In my very first education class, Dr. Chapman told us that if we were in education long enough, we would see all the old trends become new again.
I am officially there...and I'm only fifteen years in. I am not sure I completely believed him on that day but as my academic career continued, I began to suspect that he was correct and the longer I taught, the more I began to recognize the approaching signs.
The déjà vu started with the introduction of common assessments a few years ago.
During my first year at my current school, I was introduced to something called QBA or quarterly based assessment. The department developed a bank of multiple choice questions that assessed the curriculum outlined in the district approved skills continuum. An administrator (I think) created a test using this bank--four times per year--and the students were assessed.
A new trend appeared and our test bank was thrown away.

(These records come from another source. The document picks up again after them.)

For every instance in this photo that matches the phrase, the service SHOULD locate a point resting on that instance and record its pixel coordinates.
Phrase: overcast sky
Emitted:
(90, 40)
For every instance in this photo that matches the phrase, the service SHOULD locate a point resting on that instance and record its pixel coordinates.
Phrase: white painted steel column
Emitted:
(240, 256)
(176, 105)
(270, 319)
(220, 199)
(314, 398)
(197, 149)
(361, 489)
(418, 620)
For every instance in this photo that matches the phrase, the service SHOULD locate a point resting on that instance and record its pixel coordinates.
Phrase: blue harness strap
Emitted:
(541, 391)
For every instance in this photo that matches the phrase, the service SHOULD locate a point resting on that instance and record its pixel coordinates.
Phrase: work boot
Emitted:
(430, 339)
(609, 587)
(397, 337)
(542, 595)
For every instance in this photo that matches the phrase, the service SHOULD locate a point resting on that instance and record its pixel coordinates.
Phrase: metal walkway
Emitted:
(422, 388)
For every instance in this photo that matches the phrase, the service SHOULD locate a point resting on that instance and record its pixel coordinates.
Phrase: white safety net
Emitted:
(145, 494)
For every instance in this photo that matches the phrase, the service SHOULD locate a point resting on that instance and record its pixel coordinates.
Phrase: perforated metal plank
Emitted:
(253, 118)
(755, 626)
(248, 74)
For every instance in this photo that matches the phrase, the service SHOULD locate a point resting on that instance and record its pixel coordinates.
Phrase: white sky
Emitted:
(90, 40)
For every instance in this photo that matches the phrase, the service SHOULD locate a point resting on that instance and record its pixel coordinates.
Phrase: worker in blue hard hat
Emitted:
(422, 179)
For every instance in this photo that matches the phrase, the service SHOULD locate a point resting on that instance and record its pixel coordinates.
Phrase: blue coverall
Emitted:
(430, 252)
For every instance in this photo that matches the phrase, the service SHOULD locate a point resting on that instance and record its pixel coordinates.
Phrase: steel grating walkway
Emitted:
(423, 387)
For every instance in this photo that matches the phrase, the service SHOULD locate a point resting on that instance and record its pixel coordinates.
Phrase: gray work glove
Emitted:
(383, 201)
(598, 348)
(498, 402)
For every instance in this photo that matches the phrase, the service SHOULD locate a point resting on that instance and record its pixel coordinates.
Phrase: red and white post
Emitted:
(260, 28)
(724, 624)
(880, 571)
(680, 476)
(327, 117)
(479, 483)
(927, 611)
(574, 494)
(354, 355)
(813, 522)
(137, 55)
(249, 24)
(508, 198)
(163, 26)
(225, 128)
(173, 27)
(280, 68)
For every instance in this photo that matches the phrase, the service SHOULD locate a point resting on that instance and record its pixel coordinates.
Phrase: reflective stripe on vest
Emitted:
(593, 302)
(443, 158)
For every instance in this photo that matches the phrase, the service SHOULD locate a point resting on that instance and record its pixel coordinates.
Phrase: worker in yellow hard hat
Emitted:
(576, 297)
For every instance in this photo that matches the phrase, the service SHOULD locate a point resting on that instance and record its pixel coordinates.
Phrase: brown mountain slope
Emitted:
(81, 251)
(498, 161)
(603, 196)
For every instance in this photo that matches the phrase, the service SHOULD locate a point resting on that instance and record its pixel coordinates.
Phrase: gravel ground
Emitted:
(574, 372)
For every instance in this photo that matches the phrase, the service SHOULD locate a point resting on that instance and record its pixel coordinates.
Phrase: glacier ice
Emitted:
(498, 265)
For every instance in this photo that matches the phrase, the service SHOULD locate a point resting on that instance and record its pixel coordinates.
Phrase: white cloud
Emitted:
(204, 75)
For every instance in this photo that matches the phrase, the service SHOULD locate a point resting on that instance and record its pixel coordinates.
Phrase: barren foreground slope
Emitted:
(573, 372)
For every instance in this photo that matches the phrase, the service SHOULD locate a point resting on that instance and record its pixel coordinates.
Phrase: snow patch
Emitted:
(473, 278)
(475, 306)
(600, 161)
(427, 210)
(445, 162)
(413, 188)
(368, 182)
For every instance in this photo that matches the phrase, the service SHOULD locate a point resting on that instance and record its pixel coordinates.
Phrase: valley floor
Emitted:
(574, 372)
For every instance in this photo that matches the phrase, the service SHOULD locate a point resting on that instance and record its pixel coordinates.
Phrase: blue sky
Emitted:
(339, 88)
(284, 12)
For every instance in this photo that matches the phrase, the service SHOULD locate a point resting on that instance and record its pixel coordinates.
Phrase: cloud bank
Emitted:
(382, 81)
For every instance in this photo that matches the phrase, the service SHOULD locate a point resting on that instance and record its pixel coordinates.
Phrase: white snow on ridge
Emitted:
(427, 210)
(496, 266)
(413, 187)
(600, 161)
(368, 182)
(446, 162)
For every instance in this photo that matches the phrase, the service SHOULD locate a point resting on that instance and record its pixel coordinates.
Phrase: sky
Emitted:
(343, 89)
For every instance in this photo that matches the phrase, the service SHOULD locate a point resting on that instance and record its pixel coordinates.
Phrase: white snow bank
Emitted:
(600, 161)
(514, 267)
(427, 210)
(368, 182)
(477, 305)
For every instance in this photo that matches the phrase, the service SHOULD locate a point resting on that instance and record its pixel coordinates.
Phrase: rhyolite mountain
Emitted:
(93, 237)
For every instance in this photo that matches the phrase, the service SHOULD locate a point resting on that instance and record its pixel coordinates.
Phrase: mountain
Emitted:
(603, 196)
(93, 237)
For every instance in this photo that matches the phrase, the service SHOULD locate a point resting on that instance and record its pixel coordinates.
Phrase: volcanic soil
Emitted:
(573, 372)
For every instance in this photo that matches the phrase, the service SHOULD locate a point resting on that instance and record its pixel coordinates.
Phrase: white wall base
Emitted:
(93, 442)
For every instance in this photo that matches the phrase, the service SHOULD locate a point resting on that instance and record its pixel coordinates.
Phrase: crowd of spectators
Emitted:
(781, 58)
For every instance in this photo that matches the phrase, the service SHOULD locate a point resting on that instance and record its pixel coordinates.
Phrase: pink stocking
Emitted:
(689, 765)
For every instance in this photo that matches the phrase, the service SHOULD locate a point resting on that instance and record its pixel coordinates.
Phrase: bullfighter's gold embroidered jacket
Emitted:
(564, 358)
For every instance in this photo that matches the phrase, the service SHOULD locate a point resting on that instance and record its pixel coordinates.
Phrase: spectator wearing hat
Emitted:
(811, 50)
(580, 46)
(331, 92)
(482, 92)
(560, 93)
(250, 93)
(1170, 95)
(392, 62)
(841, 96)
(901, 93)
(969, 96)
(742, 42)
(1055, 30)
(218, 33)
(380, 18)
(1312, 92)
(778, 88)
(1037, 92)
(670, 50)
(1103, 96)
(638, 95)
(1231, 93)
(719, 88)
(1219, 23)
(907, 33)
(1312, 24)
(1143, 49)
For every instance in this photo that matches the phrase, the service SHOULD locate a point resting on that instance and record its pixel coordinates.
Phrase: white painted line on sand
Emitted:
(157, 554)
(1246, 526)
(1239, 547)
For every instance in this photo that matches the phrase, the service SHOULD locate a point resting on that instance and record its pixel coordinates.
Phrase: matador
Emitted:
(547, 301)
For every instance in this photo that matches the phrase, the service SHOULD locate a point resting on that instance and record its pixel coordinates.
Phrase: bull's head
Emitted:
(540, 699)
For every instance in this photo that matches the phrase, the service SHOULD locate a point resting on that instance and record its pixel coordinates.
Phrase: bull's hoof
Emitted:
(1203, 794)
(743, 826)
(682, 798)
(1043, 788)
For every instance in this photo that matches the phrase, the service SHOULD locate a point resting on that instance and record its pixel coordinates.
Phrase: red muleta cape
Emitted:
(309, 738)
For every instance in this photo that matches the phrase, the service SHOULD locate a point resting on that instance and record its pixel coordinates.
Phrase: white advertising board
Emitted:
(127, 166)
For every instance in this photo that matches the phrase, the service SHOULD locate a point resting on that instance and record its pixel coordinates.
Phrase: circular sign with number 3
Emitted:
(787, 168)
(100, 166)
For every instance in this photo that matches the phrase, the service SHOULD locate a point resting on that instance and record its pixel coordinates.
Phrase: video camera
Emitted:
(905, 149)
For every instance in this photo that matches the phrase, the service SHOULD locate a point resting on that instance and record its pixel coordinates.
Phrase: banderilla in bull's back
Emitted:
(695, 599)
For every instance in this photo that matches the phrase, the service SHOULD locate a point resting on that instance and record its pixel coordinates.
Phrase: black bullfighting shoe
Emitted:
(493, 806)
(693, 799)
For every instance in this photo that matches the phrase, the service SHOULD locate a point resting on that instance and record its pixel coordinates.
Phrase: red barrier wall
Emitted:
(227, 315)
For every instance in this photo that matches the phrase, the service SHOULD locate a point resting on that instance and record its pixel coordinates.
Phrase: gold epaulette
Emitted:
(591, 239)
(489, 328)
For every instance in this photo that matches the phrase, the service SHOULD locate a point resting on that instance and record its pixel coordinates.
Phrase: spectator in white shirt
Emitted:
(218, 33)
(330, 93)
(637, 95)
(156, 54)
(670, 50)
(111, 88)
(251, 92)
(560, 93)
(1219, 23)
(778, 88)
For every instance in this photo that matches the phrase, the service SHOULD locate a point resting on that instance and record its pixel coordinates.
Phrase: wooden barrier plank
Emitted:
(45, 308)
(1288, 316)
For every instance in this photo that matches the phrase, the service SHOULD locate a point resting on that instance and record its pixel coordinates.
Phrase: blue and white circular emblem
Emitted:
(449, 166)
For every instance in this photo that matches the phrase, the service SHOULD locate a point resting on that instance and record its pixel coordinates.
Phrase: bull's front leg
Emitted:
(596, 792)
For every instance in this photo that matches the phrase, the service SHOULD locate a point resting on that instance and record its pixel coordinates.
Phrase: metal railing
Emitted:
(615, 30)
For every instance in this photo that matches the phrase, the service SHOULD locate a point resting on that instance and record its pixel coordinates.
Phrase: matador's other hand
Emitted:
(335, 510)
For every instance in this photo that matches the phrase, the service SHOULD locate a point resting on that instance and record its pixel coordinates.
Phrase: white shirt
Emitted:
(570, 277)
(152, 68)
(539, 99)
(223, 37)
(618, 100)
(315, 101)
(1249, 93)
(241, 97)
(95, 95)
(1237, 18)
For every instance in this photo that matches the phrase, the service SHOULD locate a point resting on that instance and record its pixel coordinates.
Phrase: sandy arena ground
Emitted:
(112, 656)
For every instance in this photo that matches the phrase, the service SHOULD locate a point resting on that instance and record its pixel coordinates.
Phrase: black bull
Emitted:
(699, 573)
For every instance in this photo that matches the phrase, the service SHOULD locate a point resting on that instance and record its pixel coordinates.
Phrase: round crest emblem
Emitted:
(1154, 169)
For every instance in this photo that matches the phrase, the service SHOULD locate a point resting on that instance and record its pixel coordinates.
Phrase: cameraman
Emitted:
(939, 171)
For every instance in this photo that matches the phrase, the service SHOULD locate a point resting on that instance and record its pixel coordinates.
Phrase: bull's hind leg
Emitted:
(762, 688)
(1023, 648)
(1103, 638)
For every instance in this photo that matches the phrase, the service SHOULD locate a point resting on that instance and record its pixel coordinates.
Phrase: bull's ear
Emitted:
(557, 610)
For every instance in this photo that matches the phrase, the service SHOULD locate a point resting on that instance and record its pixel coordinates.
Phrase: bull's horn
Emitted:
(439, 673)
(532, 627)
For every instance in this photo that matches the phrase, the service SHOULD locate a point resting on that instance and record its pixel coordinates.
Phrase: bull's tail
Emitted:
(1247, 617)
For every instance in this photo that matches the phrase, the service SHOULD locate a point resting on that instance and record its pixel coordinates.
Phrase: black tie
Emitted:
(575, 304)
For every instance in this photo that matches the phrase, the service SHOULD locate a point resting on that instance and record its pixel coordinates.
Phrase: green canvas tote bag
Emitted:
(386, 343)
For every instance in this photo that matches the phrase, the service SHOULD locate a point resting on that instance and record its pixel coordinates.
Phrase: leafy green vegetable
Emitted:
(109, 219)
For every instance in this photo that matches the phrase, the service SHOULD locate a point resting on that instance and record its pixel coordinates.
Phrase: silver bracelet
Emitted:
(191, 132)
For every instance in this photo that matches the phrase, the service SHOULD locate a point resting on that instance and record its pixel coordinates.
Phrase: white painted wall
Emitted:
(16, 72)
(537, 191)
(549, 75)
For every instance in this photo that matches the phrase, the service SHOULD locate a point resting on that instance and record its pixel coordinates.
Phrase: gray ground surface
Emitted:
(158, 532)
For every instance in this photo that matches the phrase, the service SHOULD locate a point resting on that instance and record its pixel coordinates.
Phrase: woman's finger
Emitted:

When my young department head, who was still in high school when we were administering quarterly based assessments, extolled the brilliance of these new assessments, I turned to my senior colleague--one of the women who explained it all to me when I was a rookie---and remarked, "QBA?" She nodded and mourned the loss of our old test bank.
Today cemented Dr. Chapman's claim. I spent the day in meetings. First was an all day departmental "retreat" in which we completely re-designed the English I curriculum map...again. The exciting new innovation was the exact same unit design that I used at the beginning of my career---the one that I used until very recently, the one that I surrendered reluctantly. My notes from this meeting are...."go back to what you used to do; go back to what worked."
I believe that's going to be my takeaway.